Die Bahn in Aguascalientes ist wohl die schnellste der Welt. Das hat dazu beigetragen, dass wir eine gute Zeit und dem damit verbunden Deutschen Rekord gefahren sind.
Mit Ihrem Partner fahren Sie erst seit September 2013 zusammen. Wie klappt die Verständigung?
Mittlerweile sehr gut. Das gemeinsame Fahren muss man beim Tandem einfach üben. Das fängt mit dem synchronen Treten erst an. Wir trainieren ja meist auf der Straße. Da sage ich als Pilot an, ob gleich eine Kurve kommt oder ein Huckel, bei dem wir beide aus dem Sattel gehen sollten, wenn es nicht wehtun soll. Kai muss mir dabei vollkommen vertrauen. Kai sieht zwar auch, wenn ich aus dem Sattel gehe, aber wir sind mittlerweile so weit, dass er spürt, wenn ich das vorhabe.
Und wie steuert sich ein Tandem im Vergleich zum gewohnten Bahnrad?
Das ist etwas ganz anderes. Als Pilot muss ich das Rad ganz anders festhalten als auf meinem Solo-Bahnrad. Beim Steuern muss ich nun rund 90 Kilogramm Fahrer und Rad zusätzlich auspendeln, wenn wir aus dem Sattel gehen. Das habe ich anfangs vor allem in der Rückenmuskulatur gespürt.
Beim Wechsel zwischen Tandem und Einzel-Bahnrad muss ich mich jetzt tatsächlich kurz umgewöhnen. Wenn ich vom Tandem wieder auf das Solorad wechsele, dauert es erst mal ein paar Minuten, bis ich mich wieder komplett daran gewöhnt habe, alleine auf dem Rad zu sitzen. Da fährt man anfangs noch ganz schöne Schlenker.
Aber auch auf ein Tandem wirken ganz andere Kräfte ein. Beim Training im Frühjahr auf Mallorca hatten wir das vor allem bergab gemerkt. Als wir es wirklich einmal haben laufen lassen, hatte ich später gesehen, dass wir über 82 Stundenkilometer drauf hatten. Bergab kann ich nur hydraulische Bremsen empfehlen, bei anderen passiert erst mal nicht viel beziehungsweise es geht ihnen sozusagen schnell die Luft aus.

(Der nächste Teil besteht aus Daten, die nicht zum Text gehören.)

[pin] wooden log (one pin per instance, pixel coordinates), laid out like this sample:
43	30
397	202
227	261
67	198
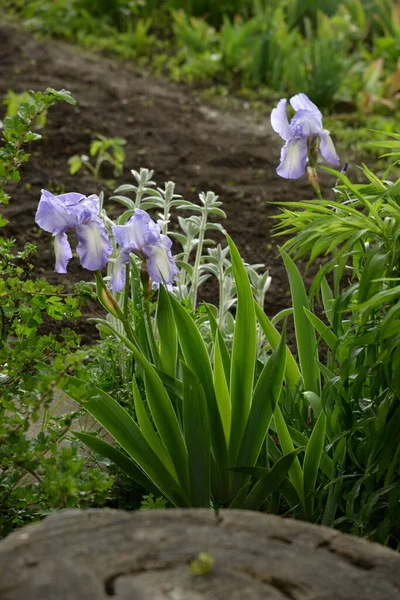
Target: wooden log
146	555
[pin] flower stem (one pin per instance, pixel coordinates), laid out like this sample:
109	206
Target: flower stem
199	250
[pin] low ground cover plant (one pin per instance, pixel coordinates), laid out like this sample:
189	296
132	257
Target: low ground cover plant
216	410
38	471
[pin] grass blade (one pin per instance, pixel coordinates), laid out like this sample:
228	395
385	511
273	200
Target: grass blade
120	459
305	335
196	357
120	425
312	460
167	333
273	336
270	481
243	353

Auf der Straße geht es um Ausdauer und die Abstimmung auf dem Rad. Was trainieren Sie auf der Bahn?
Natürlich das Fahren auf der Bahn mit starrem Gang. Dazu kommen die speziellen Trainingseinheiten mit denen wir Schnelligkeit und Kraft (Antritte) trainieren. Gerade bei den 1000 Metern ist vor allem der Start aus der Startmaschine ausschlaggebend für das Rennen. Mit einem guten Start und einer guten Anfahrleistung legt man den Grundstein für eine schnelle Zeit.
Erklärung:
Bei einzelnen Bahndisziplinen starten die Fahrer aus einer Startmaschine, auch Startblock genannt. Das Bahnrad wird mit dem Hinterrad so festgehalten, dass das Rad auf der Bahn senkrecht steht und erst frei ist, wenn das Rennen beginnt.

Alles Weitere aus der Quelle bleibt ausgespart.